20111008 「北海道東部沖の海洋汚染――北海道太平洋側の秋刀魚は大丈夫?」

『毎日新聞』によれば、「福島原発100キロ海域、サンマ漁禁止」のようである。[1] しかし、福島沖だけではなく、三陸沖、そして釧路、根室沖の北海道東部の海域もまた、高濃度に汚染されている。[2] つまり、いままで安全とされてきた「北海道産」の海産物が汚染されている。もちろん、北海道西部、日本海側は現在、安全とされている。

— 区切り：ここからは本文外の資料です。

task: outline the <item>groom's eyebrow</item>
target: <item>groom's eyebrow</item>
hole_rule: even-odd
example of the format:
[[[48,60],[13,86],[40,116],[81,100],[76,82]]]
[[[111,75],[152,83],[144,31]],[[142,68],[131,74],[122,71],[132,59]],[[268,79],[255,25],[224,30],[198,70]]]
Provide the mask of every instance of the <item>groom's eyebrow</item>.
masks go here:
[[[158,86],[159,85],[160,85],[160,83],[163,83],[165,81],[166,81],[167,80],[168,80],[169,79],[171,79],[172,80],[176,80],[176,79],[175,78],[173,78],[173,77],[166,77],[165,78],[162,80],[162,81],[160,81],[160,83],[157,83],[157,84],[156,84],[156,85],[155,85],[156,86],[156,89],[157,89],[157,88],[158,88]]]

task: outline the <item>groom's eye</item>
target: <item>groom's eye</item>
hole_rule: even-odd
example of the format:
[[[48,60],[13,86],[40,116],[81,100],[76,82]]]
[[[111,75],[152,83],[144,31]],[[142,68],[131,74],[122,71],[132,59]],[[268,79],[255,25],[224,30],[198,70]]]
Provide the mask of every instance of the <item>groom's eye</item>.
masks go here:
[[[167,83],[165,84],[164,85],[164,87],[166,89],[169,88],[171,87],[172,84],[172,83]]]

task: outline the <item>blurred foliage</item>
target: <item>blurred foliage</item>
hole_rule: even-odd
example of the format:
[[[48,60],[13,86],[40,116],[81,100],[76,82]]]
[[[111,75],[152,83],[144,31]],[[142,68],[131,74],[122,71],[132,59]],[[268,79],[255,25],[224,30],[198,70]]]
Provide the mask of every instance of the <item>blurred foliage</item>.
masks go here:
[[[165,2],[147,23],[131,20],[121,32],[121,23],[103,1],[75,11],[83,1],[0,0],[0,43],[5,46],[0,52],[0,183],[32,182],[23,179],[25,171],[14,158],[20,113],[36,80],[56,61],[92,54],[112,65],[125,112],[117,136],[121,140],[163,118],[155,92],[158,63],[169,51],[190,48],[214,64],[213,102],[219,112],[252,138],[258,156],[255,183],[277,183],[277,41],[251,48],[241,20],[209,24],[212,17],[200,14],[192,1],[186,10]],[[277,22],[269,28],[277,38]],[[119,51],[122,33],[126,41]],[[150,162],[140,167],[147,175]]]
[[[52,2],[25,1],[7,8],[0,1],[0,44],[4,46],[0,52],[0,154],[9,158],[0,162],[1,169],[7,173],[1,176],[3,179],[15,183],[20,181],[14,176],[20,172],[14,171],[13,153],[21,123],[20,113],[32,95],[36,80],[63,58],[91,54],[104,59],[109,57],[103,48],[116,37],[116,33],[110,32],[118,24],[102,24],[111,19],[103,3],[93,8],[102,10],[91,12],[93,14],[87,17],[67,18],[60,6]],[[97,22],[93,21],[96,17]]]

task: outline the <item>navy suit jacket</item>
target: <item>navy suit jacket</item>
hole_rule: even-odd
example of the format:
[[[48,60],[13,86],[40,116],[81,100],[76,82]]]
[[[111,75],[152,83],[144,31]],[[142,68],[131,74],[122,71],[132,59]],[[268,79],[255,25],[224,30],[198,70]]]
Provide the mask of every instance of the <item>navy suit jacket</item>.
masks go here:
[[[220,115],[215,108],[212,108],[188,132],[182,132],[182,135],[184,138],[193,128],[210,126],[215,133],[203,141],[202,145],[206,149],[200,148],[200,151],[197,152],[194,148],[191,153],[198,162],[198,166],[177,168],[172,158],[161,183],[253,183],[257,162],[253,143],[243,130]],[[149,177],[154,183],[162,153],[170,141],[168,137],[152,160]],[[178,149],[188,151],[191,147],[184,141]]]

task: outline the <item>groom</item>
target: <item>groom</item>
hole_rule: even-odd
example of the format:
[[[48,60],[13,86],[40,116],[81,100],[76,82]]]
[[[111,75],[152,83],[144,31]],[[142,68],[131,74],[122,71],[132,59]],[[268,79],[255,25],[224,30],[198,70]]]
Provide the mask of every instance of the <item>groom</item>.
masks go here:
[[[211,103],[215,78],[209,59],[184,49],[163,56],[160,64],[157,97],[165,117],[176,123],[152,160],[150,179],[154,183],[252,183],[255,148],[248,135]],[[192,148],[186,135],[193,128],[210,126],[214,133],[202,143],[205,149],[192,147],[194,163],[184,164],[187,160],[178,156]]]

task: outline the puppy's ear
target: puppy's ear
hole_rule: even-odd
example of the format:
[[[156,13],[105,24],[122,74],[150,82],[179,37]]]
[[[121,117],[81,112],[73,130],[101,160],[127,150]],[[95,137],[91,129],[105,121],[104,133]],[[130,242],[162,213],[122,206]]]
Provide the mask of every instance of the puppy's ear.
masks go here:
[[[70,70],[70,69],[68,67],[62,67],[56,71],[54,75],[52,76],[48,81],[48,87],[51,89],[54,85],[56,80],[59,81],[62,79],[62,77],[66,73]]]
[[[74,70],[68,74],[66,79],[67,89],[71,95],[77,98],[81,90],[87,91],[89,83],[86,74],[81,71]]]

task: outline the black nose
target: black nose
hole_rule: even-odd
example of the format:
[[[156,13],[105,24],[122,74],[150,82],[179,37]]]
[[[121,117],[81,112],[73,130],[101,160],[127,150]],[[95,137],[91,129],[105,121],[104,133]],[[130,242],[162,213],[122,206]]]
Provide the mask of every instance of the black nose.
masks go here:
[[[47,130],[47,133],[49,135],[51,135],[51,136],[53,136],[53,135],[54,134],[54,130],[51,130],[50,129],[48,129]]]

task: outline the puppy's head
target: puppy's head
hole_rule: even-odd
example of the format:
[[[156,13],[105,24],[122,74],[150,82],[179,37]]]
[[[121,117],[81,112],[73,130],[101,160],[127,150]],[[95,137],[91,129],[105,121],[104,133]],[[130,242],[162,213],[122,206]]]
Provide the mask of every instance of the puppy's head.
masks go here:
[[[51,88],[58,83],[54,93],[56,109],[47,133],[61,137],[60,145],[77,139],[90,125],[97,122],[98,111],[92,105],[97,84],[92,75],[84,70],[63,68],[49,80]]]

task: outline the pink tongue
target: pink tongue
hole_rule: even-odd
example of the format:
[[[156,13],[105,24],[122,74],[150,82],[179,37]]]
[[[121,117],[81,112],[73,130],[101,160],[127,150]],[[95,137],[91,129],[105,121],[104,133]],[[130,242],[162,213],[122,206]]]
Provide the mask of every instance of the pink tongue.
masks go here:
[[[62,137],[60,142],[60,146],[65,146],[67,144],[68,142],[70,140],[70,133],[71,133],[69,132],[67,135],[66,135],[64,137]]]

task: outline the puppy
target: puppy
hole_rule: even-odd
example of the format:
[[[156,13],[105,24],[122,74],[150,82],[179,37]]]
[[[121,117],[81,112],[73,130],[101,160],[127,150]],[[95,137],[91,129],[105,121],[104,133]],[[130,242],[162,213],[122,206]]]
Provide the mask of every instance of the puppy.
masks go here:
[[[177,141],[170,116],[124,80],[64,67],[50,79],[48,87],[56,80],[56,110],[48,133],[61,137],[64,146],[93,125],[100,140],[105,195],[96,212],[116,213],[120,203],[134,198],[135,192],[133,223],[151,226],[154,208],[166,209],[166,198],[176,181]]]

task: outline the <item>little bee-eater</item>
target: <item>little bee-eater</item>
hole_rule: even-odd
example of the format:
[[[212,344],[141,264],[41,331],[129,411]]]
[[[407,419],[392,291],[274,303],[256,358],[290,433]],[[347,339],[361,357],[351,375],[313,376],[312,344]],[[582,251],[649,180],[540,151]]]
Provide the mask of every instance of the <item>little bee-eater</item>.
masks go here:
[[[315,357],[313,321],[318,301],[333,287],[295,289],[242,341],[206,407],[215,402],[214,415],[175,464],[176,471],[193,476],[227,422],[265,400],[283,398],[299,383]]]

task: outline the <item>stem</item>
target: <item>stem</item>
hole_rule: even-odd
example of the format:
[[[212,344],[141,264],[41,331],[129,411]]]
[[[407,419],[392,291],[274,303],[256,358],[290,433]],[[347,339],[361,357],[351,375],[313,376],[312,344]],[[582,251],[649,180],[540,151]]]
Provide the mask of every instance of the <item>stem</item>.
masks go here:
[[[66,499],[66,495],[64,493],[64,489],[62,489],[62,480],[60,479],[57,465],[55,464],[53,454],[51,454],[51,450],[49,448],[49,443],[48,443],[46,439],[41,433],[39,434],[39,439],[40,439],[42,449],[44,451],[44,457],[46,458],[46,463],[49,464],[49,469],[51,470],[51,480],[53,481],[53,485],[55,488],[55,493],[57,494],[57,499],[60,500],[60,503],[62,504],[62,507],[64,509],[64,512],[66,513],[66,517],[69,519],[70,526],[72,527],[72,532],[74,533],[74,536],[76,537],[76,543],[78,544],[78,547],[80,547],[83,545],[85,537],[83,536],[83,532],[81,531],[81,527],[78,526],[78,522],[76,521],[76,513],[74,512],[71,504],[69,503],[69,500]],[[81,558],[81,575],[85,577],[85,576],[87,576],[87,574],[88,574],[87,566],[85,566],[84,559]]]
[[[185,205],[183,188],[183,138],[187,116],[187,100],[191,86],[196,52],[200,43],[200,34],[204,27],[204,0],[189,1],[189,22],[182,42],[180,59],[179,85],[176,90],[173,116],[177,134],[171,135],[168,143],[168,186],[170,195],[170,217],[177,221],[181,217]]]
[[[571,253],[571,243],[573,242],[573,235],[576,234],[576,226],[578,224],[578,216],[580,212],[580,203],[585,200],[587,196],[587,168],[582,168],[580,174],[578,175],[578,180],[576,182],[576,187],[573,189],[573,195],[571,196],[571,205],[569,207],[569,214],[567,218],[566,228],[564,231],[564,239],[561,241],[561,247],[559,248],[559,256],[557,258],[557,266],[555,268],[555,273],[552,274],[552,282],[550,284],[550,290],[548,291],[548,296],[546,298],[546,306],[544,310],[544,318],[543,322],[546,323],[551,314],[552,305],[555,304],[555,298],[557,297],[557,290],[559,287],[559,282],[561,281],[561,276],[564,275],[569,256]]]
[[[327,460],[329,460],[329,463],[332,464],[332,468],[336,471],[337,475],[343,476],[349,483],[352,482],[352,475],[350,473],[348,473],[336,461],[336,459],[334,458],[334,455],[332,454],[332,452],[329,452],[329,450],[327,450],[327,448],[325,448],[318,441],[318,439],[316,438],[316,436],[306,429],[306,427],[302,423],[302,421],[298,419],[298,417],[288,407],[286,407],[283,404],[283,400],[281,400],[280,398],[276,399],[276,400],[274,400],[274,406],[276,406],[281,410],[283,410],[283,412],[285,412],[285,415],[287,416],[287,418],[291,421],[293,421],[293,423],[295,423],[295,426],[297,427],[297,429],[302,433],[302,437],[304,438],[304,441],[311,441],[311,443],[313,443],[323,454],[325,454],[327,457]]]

しかし、秋刀魚に限らず、北海道産と表示されるかぎり、北海道東部産の海産物が含まれている。

今まで、3月下旬から4月上旬にかけての北関東、東京、静岡のセシウム137、ストロンチウム90等による放射能汚染によって、その海域の汚染が問題になっていた。もちろん、この海域が絶対に安全であるという保障はないが、むしろ北海道東部海域、つまり北海道太平洋側の海洋汚染がより深刻である。4月から10月にかけてほとんどの放射性物質は南風に乗って北上し、北海道東部まで至っていた。そして、現在もまたセシウム137等は漏れ続けている。この海域もまた放射能汚染の可能性がある以上、秋刀魚漁は北海道東部海域まで慎重にならざるをえない。

また、10月8日現在、スイスの気象メディア社(Meteomedia AG)によれば、東京電力株式会社福島第一原子力発電所から放出された高濃度の放射性雲は、その大半が太平洋へと拡散している。しかも、その一部は北海道東部沖へと流れている。[3] 北海道東部沖のサンマが放射能から無縁でありえようか。

さらに、サンマは北海道東部沖、三陸沖、福島沖を回遊している。福島沖100キロという数字はほとんど意味をなさないであろう。

北海道産の海産物は安全であるという評判は、覆されている。もはや、北海道産というだけで安全であるという神話は崩壊した。今後、北海道西部、あるいは北海道日本海側というブランドを確立すべきである。